Au contraire, l'amour des amis de Dieu avait sa source dans un renoncement à soi, qui ne peut avoir son origine qu'en Dieu, tant ils voulaient le salut des autres avec un sérieux total. Pourquoi les hommes ne continueraient-ils pas à chercher cet amour, même après que les cœurs où Il vivait ont cessé de battre sur la terre ?
Selon la foi chrétienne la mort n'est pas une fin, mais un passage. Ceux qui meurent dans le Christ n'entrent pas dans le néant, mais dans la plénitude de la réalité divine. Un sentiment persistant veut que les défunts deviennent des ombres ; on se détourne d'eux et on cherche la lumière du soleil terrestre ; ou bien on croit qu'ils acquièrent une puissance inquiétante, destructrice, et on cherche à se protéger d'eux. La foi chrétienne nous aide à dépasser ces impressions. Elle nous enseigne que ceux qui sont morts en état de grâce parviennent à " la gloire des enfants de Dieu " et à la plénitude de leur être dans la lumière éternelle. Ne serait-il pas normal que nous nous adressions à eux qui, déjà sur terre, ont été les témoins de l'amour et de la puissance de Dieu, lorsqu'ils ont atteint leur perfection ?

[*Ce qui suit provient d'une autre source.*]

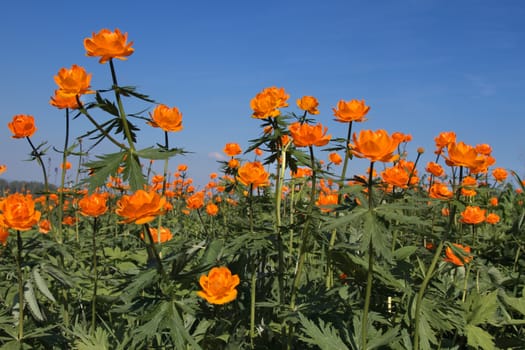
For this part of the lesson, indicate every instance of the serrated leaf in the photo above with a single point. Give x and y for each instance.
(30, 299)
(478, 338)
(42, 285)
(324, 335)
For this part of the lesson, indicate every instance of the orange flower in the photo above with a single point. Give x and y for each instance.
(305, 135)
(376, 145)
(253, 173)
(73, 81)
(435, 169)
(93, 205)
(465, 257)
(44, 226)
(165, 234)
(218, 287)
(141, 207)
(335, 158)
(351, 111)
(18, 212)
(444, 139)
(440, 191)
(168, 119)
(461, 154)
(396, 176)
(107, 45)
(232, 149)
(4, 235)
(233, 163)
(22, 126)
(500, 174)
(492, 218)
(212, 209)
(326, 200)
(266, 103)
(308, 104)
(195, 201)
(473, 215)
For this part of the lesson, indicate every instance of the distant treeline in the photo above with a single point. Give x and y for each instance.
(23, 186)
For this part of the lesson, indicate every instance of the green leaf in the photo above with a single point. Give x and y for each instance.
(158, 153)
(478, 338)
(481, 307)
(42, 285)
(104, 167)
(29, 297)
(324, 336)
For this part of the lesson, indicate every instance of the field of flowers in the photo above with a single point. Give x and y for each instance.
(284, 248)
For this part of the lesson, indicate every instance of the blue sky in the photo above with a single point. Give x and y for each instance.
(424, 66)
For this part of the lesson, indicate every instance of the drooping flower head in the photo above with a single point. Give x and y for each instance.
(22, 125)
(465, 257)
(376, 145)
(93, 205)
(166, 118)
(266, 103)
(140, 207)
(351, 111)
(218, 287)
(17, 211)
(305, 135)
(107, 45)
(253, 174)
(308, 104)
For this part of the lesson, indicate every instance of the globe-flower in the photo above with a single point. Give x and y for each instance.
(140, 207)
(168, 119)
(232, 149)
(308, 104)
(195, 201)
(375, 145)
(304, 135)
(266, 103)
(18, 212)
(107, 45)
(500, 174)
(351, 111)
(73, 81)
(465, 257)
(218, 287)
(22, 125)
(165, 234)
(253, 174)
(93, 205)
(473, 215)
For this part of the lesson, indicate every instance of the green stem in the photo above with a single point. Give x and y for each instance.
(95, 278)
(370, 272)
(20, 286)
(122, 113)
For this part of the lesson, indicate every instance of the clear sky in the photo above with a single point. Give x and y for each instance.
(424, 66)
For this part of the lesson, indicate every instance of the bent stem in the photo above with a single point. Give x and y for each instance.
(95, 278)
(370, 272)
(20, 286)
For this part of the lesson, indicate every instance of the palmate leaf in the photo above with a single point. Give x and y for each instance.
(104, 167)
(323, 335)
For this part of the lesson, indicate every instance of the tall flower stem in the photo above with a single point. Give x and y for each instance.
(370, 272)
(329, 274)
(122, 113)
(95, 278)
(253, 281)
(63, 179)
(20, 286)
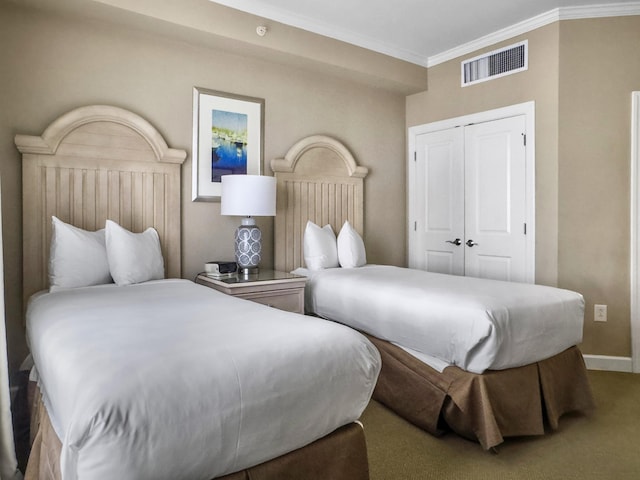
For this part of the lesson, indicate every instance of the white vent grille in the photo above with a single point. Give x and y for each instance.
(498, 63)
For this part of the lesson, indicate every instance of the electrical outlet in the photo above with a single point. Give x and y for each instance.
(599, 313)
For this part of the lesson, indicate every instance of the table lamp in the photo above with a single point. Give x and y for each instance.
(248, 196)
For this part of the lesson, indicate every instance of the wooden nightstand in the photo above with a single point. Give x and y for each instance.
(269, 287)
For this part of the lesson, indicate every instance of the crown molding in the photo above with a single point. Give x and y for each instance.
(555, 15)
(261, 9)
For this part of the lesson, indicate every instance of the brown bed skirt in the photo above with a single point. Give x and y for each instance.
(341, 455)
(487, 407)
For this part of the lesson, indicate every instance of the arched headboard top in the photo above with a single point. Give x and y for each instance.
(95, 163)
(51, 139)
(318, 180)
(312, 155)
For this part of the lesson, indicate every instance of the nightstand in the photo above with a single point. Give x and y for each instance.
(276, 289)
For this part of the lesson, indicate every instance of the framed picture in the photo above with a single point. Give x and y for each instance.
(227, 140)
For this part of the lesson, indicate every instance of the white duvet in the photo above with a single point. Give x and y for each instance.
(170, 379)
(475, 324)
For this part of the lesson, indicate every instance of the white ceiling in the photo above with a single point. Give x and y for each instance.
(424, 31)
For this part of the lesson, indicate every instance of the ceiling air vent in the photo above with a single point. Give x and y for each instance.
(498, 63)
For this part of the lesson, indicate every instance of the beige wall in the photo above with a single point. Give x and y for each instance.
(52, 64)
(445, 99)
(600, 67)
(581, 75)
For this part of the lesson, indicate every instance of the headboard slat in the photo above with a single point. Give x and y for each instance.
(92, 164)
(317, 180)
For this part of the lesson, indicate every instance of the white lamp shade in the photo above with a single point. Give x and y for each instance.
(248, 195)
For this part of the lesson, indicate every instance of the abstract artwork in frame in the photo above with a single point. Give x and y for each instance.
(227, 139)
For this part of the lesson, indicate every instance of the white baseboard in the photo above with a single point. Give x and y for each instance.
(608, 363)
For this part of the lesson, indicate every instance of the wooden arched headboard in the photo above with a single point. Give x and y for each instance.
(317, 180)
(96, 163)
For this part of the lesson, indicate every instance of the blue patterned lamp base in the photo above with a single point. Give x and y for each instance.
(248, 246)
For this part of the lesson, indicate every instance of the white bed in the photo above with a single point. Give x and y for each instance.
(443, 320)
(486, 359)
(163, 368)
(162, 378)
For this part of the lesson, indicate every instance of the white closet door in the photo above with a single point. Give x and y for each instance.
(469, 195)
(495, 200)
(440, 206)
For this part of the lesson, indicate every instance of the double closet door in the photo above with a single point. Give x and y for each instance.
(470, 200)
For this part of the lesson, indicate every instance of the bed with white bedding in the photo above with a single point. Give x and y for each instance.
(164, 368)
(475, 324)
(154, 378)
(501, 361)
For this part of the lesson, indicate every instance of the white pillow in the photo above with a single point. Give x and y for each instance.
(133, 257)
(351, 252)
(77, 257)
(320, 249)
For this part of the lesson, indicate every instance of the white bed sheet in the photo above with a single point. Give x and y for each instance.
(170, 379)
(475, 324)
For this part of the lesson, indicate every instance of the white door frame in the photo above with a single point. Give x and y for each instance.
(635, 234)
(528, 110)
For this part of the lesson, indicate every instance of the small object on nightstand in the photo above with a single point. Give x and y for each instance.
(218, 267)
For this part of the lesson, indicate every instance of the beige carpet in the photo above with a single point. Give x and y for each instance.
(605, 445)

Nous trouvons dès les origines du christianisme des relations vivantes entre les fidèles et ceux qui, sur terre, ont vécu comme des amis de Dieu, d'une manière toute particulière. Ces relations revêtent des formes très diverses. A première vue, il s'agit surtout d'une demande de secours ; et il n'y a rien là que de normal, car la détresse de l'existence est grande. Chercher alors l'amour de ceux qui sont entrés dans la communion avec Dieu, qui sont unis à sa volonté et remplis de sa grâce, ce n'est rien d'autre que l'unité de l'existence dans la foi... A côté de l'invocation, il y a aussi la louange : la joie que cause la noblesse et la piété de la vie des saints, la conduite de Dieu qui s'y manifeste, leurs victoires et leurs actions. Ils sont les témoins de la rédemption. La création nouvelle, qui naît continuellement de l'acte rédempteur du Christ, reste cachée ; tout semble même la contredire, la foi n'arrive qu'avec peine à tenir pour certain son accomplissement futur. Chez les saints " la liberté glorieuse des enfants de Dieu " (Rm 8,21) rayonne plus lumineuse ; elle est un soutien de notre espérance...

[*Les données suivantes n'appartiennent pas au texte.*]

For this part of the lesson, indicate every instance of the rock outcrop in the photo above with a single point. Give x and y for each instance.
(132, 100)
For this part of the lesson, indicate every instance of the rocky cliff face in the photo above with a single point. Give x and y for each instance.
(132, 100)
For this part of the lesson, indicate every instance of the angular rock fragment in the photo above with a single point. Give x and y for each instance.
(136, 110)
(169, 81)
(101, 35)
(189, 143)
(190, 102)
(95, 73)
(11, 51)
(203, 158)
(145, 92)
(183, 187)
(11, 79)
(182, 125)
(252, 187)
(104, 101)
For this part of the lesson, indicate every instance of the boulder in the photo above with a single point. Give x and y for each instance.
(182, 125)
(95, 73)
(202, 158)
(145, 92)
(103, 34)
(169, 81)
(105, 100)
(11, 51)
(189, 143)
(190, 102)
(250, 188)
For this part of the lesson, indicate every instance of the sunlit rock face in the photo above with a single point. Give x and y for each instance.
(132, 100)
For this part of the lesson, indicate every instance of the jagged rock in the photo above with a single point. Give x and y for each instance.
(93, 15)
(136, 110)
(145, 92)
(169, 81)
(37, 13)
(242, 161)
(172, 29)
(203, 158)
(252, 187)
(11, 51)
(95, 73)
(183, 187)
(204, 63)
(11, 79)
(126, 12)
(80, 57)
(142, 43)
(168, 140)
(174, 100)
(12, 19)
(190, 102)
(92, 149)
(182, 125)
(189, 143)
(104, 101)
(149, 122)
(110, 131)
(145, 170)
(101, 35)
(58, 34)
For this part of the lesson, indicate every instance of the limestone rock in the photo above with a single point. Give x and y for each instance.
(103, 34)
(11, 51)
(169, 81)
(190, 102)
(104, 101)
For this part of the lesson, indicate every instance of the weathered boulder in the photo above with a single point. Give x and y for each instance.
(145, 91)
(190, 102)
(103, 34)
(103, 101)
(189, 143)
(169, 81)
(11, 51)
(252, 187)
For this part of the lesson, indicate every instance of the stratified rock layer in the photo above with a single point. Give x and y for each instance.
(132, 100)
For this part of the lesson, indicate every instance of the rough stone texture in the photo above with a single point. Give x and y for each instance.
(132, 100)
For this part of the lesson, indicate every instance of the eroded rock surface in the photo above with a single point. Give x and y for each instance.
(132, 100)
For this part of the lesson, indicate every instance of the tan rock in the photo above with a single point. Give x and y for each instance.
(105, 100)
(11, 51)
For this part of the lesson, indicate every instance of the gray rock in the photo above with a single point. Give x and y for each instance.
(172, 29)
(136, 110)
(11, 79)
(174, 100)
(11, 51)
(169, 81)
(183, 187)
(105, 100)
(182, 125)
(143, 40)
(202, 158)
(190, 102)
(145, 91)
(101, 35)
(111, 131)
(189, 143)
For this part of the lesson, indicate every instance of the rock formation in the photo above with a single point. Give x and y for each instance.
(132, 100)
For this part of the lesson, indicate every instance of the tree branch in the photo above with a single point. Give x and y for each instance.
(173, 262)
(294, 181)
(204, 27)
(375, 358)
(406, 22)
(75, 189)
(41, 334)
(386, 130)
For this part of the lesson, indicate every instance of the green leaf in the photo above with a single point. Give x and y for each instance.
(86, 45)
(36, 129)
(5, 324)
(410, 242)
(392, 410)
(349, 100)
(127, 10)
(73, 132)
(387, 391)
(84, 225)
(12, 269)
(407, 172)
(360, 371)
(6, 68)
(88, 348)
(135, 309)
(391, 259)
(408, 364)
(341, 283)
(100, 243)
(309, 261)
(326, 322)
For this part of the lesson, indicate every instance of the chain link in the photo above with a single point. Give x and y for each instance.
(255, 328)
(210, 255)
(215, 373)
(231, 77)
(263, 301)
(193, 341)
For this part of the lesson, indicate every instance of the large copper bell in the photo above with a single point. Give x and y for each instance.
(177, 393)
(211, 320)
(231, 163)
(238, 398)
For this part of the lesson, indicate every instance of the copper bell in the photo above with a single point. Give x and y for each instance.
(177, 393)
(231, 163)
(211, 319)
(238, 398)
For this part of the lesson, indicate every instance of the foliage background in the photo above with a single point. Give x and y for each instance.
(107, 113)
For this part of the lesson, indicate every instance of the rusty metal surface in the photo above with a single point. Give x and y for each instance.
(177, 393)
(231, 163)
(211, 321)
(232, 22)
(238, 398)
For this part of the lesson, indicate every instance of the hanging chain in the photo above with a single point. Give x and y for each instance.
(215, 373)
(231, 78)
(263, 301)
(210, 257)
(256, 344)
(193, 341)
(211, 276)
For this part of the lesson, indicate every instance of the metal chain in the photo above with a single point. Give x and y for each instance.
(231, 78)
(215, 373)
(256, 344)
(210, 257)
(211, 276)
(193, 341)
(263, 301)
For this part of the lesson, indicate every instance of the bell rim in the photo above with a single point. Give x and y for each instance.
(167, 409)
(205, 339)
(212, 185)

La vie des saints est encore une indication précieuse sur la manière de se conduire dans la vie. Ils ouvrent les portes du royaume du Christ. Il reste, Lui, la "Lumière" totale et unique ; mais les saints sont comme des prismes qui révèlent une partie de cette Lumière dans ce qu'elle a de plus secret, en réfléchissant tantôt telle couleur, tantôt telle autre. C'est ainsi que les saints peuvent nous aider à mieux connaître le Christ et à nous diriger sur le chemin qui mène à Lui.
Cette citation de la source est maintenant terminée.